Lastly, this Cuban expression is so popular that someone decided to write song after it. Check out the video if you want to learn how to pronounce the term like a true cubano.
If you want to impress or amuse your Cuban friends with a genuine Cuban Spanish phrase, this is a really cool one to do it with.
Ok, let’s talk about some of the other terms I heard, like peletería. In general a peletería is a place that sells leather goods. In Cuba a peletería is a shoe store, which you likely know as a zapatería in standard Spanish.
Next we get to the word guagua that Cubans use for bus and in fact it’s used throughout the Caribbean with that meaning, but in other countries can mean something totally different.

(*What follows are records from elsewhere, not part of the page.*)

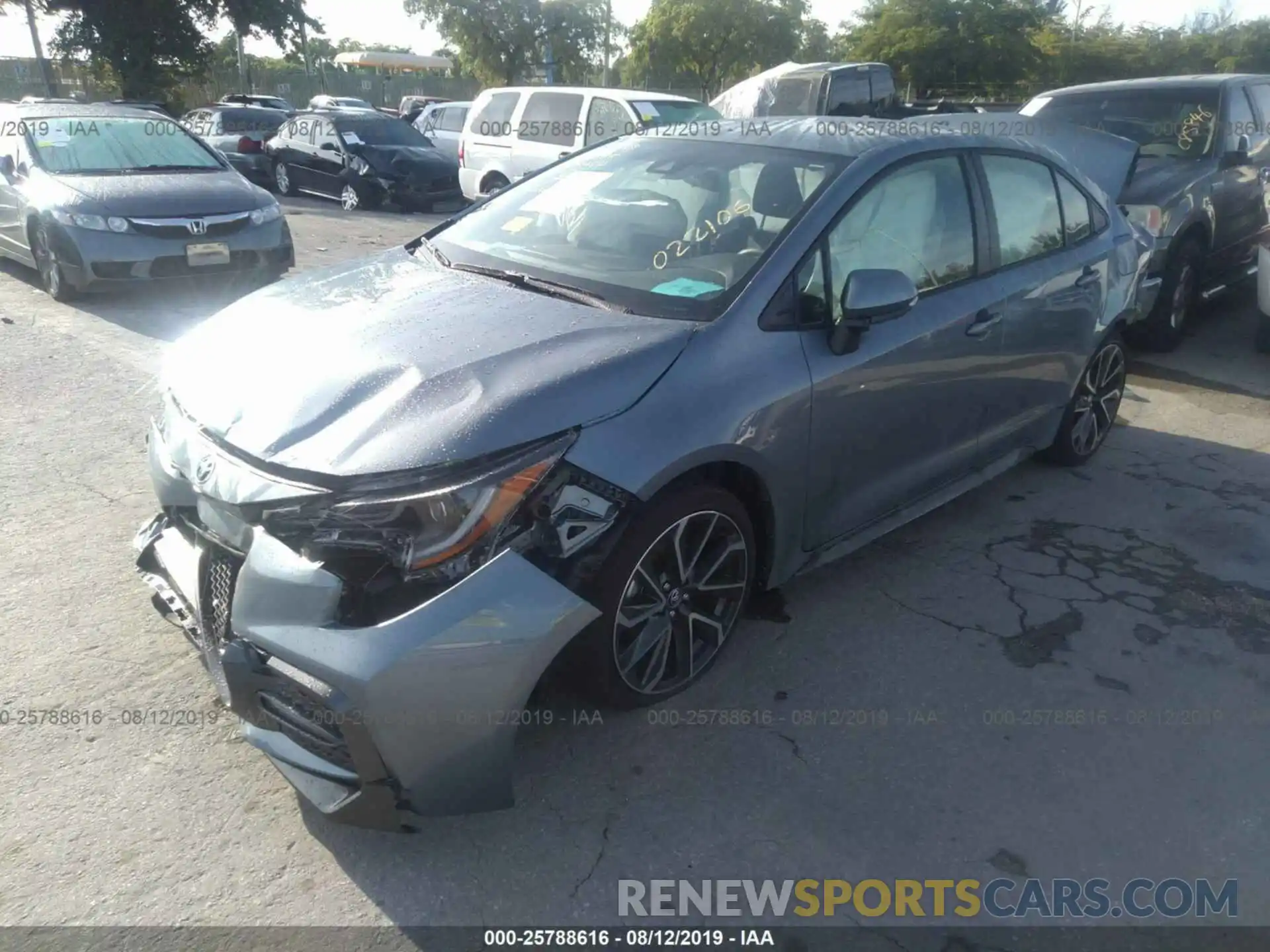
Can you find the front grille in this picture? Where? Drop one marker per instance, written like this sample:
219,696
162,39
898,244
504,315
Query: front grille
216,596
181,231
177,266
305,720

In fact, I wrote about this word many years ago on my sister blog, My Spanish Notes, where I also go into detail about the various words for bus in the Spanish speaking world:
Dale que viene la guagua
I also published a free collection of 30+ essential phrases for taking a bus.
Click here to download the free PDF list of phrases.
This list will teach you the Spanish you need to confidently get where you’re going on a bus.
But enough about buses, let’s talk about what a paladar is.
A paladar is a privately owned family restaurant. And that’s a big deal in Cuba, because the Cuban the government owns virtually everything.
While eating in a paladar I picked up another word, jaba or jabita.
I asked to get my food to go, and as expected they boxed it up nicely and put in a bag. When I looked at my bill, I was curious about the extra charges. The mesera (waitress) informed me it was for la jaba. Of course I had to ask her “¿Qué es una jaba?“.
She explained to me that a jaba is a bag. It can be a simple a grocery store style plastic bag or any type of bag used to carry things around. And don’t be shocked if you see it spelled as java or javita.
I mentioned the Cuban government owns nearly everything. Well, there’s another very popular business that Cubans are allowed to own, a casa particular.
The term casa particular literally translates to “house particular”, but that’s not a very helpful translation. A casa particular is an apartment, house, or room in a house that the property owner rents. Think of it as Cuba’s Airbnb.
Casas particulares are extremely popular with tourists because hotel prices in general are very expensive, upwards of $150 a night. As a result, the vast majority of tourists opt to stay in a casa particular as they are much more affordable, anywhere from $15 and up.
And that’s it for now. My visit to Cuba was brief so I didn’t get to learn as much as I’d like about the Spanish spoken there, but what I did learn are definitely terms every visitor to the island should know.